With the standardisation of Payday Super for all employers, reintroduction of loss carry back rules, increase in the absence period on paid parental leave, permanent extension of instant asset write-off, expanded Anti-Money Laundering and Counter Terrorism Financing requirements, and the National Minimum Wage to increase all from July 1, RSM Australia’s National Head of Business Advisory Jason Croker says businesses must equip themselves with an awareness of the new standards they will be upheld to.
“The suite of changes in store for Australian businesses should not come as a reason for concern for business owners, just a reminder to brush up on their legal responsibilities, both existing and upcoming,” Mr Croker said.
“From 1 July, businesses will need to heed changes to the minimum wage which will impact a whole host of industries. Though we have seen many businesses paying above the minimum wage in years previous to address the shortage of skilled labour, employers must still review the relevant award to ensure pay is in line with the legislation.
“Naturally, the rise in wages will add to the general increase in business running costs in an environment where it is difficult to pass on to customers – couple this with margin squeeze, and we do expect the results to be inflationary.
“The simultaneous implementation of a National Minimum Wage rise and the commencement of Payday Super will be a pressure point for Australian businesses, particularly small businesses. Businesses must ensure that their systems and processes are ready for these changes and to withstand the Cashflow impacts of paying Superannuation at the same time as wages.”
Another change will see paid parental leave increase to 26 weeks, meaning businesses will need to manage longer periods of employee leave.

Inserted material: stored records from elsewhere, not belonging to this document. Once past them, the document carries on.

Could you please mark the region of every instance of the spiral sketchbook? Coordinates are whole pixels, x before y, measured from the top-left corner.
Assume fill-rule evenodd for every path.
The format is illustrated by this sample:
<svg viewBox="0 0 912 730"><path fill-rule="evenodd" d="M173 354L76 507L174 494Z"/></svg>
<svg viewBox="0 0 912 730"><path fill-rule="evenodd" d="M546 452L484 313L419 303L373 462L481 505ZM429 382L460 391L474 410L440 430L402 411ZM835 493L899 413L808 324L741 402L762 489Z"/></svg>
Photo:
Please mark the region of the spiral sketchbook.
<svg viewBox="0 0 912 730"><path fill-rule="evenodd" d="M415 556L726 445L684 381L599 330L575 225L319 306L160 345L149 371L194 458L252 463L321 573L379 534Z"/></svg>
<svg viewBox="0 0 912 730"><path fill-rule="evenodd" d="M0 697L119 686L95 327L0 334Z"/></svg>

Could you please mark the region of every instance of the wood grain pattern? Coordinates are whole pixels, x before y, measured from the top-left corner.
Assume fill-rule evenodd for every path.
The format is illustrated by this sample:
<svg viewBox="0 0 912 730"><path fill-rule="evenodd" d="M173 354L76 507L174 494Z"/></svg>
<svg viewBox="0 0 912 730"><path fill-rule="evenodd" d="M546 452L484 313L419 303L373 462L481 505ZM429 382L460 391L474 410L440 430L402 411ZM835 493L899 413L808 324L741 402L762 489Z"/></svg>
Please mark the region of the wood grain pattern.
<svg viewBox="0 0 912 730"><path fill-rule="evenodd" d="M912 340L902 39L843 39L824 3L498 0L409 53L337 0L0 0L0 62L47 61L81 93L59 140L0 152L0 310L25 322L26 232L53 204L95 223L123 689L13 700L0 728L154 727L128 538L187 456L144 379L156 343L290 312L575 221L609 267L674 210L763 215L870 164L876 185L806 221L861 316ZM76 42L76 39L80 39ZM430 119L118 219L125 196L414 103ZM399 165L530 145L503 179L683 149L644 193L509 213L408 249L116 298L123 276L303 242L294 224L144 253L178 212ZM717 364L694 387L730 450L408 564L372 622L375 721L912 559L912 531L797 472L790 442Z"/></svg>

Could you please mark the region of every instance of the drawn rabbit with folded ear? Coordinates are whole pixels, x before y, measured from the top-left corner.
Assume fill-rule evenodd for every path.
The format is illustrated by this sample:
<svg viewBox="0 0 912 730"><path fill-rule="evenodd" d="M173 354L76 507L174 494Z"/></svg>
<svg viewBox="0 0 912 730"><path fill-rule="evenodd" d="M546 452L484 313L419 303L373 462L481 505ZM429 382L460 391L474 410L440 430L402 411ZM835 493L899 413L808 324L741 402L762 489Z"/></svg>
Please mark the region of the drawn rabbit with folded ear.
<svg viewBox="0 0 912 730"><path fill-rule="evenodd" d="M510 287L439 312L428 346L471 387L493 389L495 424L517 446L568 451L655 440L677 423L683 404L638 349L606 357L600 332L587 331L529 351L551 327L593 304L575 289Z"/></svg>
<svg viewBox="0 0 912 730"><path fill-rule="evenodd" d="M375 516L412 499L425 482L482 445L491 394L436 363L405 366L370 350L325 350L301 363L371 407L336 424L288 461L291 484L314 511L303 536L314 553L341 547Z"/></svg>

RSM’s Jason Croker says for many businesses, no adjustment period will be necessary for this legislation.
“In the modern employment market this is largely expected, and part of many employer arrangements already – this is more a case of legislation catching up with the norms of private enterprise.”
“Though many businesses seem to be equipped to financially sustain longer leave periods, the formalisation of this legislation does invite consideration that these circumstances of leave periods can be difficult for businesses to plan around – we often recommend considering an internal secondment or job-sharing arrangement to cover the leave period.”
Mitchell Anderson, RSM Australia Senior Manager – Business Advisory says the reintroduction of the loss carry back tax regime set to come back into effect 1 July 2026 will require a careful trade-off assessment.
“This measure provides a cashflow lever, enabling companies to generate an immediate tax refund by offsetting current year losses against prior year taxed profits. This is best used where prior tax has been paid and cash is a priority – it is particularly valuable for businesses coming off profitable years into a downturn,” Mr Anderson said.
“Companies will need to weigh the upfront refund against the potential value of carrying losses forward to offset future profits, and particular consideration and planning will be needed for companies that already claim R&D tax offsets, given the interaction between the two regimes and the impact on franking account balances.
“In short, the loss carry back tax offsets will be best used to support reinvestment and growth, rather than funding distributions to directors or shareholders.”
RSM Australia’s National Head of Restructuring & Recovery Jerome Mohen forecasts that the impending cash flow pressures expected in line with the changes will compound the increased insolvency rates experienced last financial year to see further insolvencies in FY26-27 businesses experiencing acute cashflow troubles.
“On the backdrop of increasing ATO debt, low consumer confidence and high interest rates, we do unfortunately expect to see insolvencies on the incline again in the coming financial year,” Mr Mohen said.
“Inflation is still not within the desired bands and the natural result of that is that there will be further business failures, especially in areas where the company can’t pass on rising costs to the consumer – what we’ve learnt in the last 12 months is that business challenges are not sector agnostic.
“We’ve seen the ATO take a much harder approach to their approval of Small Business Restructure proposals, general interest charge remittance requests and payment plan requests meaning early and qualified professional advice is even more critical as alternate restructuring or recapitalisation mechanisms may need to be considered because of this.
“The changes in line with the new legislation coming in from July 1 appear to be well understood at an advisor level but not to the same extent in the SME community.
“We are urging members of the SME community to understand the implications of the changes – particularly the Payday Super changes – because they are the ones who are going to have to face the consequences and potential personal liability should these new requirements be breached.”